Last summer and fall I found myself orchestrating the filming of a series of DVDs. I consider the resulting videos to be truly significant in terms of teaching woodworking in a manner that is unsurpassed — they are comprehensive, cohesive, consistent and entertaining. In addition, they have supporting content on the internet, all of which blends together to create an interactive product that has been unavailable until now. I also nearly had a nervous breakdown. How did this happen, you ask? It’s a bit of a long story…
Nearly a dozen years ago I was in my office reading a book called “The Accurate Router” by a fellow named Ian Kirby. I don’t recall why I was looking at the book, but I do remember truly appreciating Ian’s no-nonsense approach to the topic. It was top-notch information, delivered clearly and with authority. And, despite the fact that I have a rather high opinion of my personal woodworking knowledge, I could find no fault with the information as he presented it. (Sadly, this is rare in my experience — I often find woodworking-based content to be poorly communicated and sometimes, just wrong.)
I was so impressed that I called him that afternoon.

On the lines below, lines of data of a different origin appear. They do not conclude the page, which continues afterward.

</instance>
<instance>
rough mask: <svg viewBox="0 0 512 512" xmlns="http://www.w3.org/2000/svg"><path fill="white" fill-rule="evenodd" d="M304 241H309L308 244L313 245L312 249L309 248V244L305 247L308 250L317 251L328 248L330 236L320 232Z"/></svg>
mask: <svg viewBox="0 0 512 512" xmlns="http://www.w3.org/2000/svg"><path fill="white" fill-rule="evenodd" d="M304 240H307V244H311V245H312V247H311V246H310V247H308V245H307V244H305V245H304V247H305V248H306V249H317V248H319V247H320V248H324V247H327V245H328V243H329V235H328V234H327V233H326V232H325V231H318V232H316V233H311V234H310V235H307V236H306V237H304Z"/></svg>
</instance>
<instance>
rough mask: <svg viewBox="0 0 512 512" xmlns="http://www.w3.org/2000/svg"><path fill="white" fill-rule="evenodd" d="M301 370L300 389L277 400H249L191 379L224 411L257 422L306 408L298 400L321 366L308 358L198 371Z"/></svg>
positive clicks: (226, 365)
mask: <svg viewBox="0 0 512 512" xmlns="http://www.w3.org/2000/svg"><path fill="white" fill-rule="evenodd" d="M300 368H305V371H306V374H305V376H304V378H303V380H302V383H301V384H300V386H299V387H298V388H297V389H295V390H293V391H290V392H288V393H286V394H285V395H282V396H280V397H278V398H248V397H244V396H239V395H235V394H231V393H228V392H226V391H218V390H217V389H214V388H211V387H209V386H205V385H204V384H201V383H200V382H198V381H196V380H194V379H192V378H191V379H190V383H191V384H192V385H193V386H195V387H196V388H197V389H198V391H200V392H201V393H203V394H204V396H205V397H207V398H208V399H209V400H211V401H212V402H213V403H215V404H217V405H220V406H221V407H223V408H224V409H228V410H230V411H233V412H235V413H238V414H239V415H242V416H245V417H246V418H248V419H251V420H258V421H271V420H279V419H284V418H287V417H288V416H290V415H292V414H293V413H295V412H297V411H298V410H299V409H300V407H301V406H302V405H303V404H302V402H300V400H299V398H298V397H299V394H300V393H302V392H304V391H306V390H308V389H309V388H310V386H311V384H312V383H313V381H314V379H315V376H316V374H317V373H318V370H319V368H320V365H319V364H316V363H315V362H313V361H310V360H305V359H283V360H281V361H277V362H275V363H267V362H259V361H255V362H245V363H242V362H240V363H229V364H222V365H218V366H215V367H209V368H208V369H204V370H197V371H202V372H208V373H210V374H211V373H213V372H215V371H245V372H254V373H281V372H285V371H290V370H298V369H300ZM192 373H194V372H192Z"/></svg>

I introduced myself, and that was the beginning of a successful professional relationship, which eventually grew into a friendship. Over the last dozen years, Ian and I have taken the Journal into places that other woodworking editors feared to tread. We were able to document in print the methodology that Ian has been teaching for over 40 years (derived from the workers of the British Arts & Crafts workshops) and which originally caught my eye in his book.
About five years ago, I got the idea that we needed to collect this information and organize it into a sort of uber reference work on woodworking. Everyone I talked to agreed that it was a great idea — but I could just not get the right business model together. Until last year. That’s when we decided to try to create a DVD series capturing Ian’s teaching and methodology, using LiLi Jackson as a co-host. All the stars were apparently aligned and to my surprise, we started production in July. Which is the reason why I ended up with nine people, two cameras, dozens of special lights and several substantial egos (consider yours truly as “Exhibit A”) all swirling around and occasionally colliding in my shop last summer and fall. (Does my hair look grayer to you?) In the end, I found it to be a great experience. At the time, I found it to be just a bit overwhelming. But the results, I think, will speak for themselves.